You can pilot the miniaturized robots with a smartphone or a tablet. Most have a wide-angle camera that streams live views on the screen of the piloting smartphone. They take pictures and videos which are directly stored on the internal 4GB flash memory.
— The $190 Jumping Drones are billed as smart terrestrial robots, with a patented spring-mounted system that lets these tumblers jump up to 2.5 feet and always land on their wheels. They have a speaker and a microphone, so in the walkie-talkie mode, you can talk and listen through them.
Pre-programed acrobatic movements include spins, jumps, and rolls.
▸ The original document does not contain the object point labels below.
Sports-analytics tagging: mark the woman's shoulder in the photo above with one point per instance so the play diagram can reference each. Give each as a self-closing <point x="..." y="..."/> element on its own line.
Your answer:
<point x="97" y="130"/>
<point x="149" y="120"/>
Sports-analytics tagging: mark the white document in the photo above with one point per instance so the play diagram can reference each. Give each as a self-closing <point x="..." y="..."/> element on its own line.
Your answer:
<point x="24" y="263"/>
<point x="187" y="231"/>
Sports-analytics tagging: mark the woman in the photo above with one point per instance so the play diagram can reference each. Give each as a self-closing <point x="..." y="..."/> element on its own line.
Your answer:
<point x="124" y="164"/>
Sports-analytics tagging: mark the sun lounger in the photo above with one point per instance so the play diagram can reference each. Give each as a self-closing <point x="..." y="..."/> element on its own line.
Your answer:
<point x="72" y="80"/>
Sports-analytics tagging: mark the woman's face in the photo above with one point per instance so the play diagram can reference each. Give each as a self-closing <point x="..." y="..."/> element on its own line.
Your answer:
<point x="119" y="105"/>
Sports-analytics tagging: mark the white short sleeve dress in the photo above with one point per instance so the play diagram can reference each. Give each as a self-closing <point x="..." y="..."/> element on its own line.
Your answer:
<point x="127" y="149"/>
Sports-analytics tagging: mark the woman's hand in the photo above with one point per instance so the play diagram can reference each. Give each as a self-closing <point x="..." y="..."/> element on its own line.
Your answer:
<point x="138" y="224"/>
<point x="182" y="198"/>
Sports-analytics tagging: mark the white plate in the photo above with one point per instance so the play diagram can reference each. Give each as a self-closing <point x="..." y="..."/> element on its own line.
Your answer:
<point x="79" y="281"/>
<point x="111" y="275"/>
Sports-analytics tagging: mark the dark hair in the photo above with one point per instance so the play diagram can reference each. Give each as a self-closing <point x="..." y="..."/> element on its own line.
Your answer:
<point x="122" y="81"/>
The Night model has LED lights; the Race version accelerates to 8 mph (twice as fast as the Night).
— The flying acrobatic robots are “ultra-compact and light-weight” at 1.2 pounds, and “have remarkable flight stability” thanks multiple technologies:
• a 3-axis accelerometer and a 3-axis gyroscope that “measure and analyze each movement or inclination of the drone and, thanks to the autopilot, rectify the position of the minidrone.”
• every 16 milliseconds, the camera compares a new image of the ground to the previous one to determine the drone’s speed.
• an ultrasound sensor analyzes flight altitude up to 13 feet high.
• a pressure sensor controls the altitude above that height.
They fly at 11 mph, and have preprogrammed turns and flips.
The $130 Night model has LED lights; the $99 Cargo version can carry small items.
— And finally, there’s the new Hydrofoil model that can “rise out of the water to hover over the surface and rush like the racers in a sailing match.”
With four propellers, “it slides through the water and stays about 2 inches above the surface with amazing stability and agility.” It’s $179.
(No, this post wasn’t an ‘advertorial.’ These just seem cool and fun — and they point out how quickly high tech comes down to consumer goods these days.)

Ford focuses around corners

Automotive giant Ford says its new vehicle camera technology “can help see around corners even when drivers cannot.”
The split-view camera feature “helps drivers see traffic and obstacles that enter the vehicle’s path from the side by displaying a 180-degree view of the area in front of or behind a vehicle.”
The viewer combines real-time video feeds from two wide-angle cameras, one each in the front grille and tailgate. “A tri-panel display in the 8-inch screen helps customers understand quickly whether an obstacle is coming from either side or straight on,” the company says.
The view “automatically shuts off when vehicle speed reaches 6.2 mph.” Weird how a visual can be billed as a safety aid, but at a certain speed becomes a distracting hazard.
Ford adds that it plans to make rear-view cameras standard on all of its North American light passenger vehicles by 2018, and front cameras available on a majority of its vehicles globally by volume by 2020 — meaning the company plans to put more than 2 million new cameras a year on the road.
Also upcoming: up to seven cameras for lane-keeping assistance, and enabling customers to see more angles around a truck and trailer.

Water splitter yields hydrogen fuel

Hydrogen can be a great source of power, and burning it produces only water — but getting it can demand more energy than it yield, or depend on fossil fuels for source material.
Now however, engineers at Stanford report they’ve developed an inexpensive way to split water into hydrogen and oxygen. The device uses a low-voltage current and a low-cost catalyst, and it can run 24 hours a day, seven days a week, according to a report in Nature.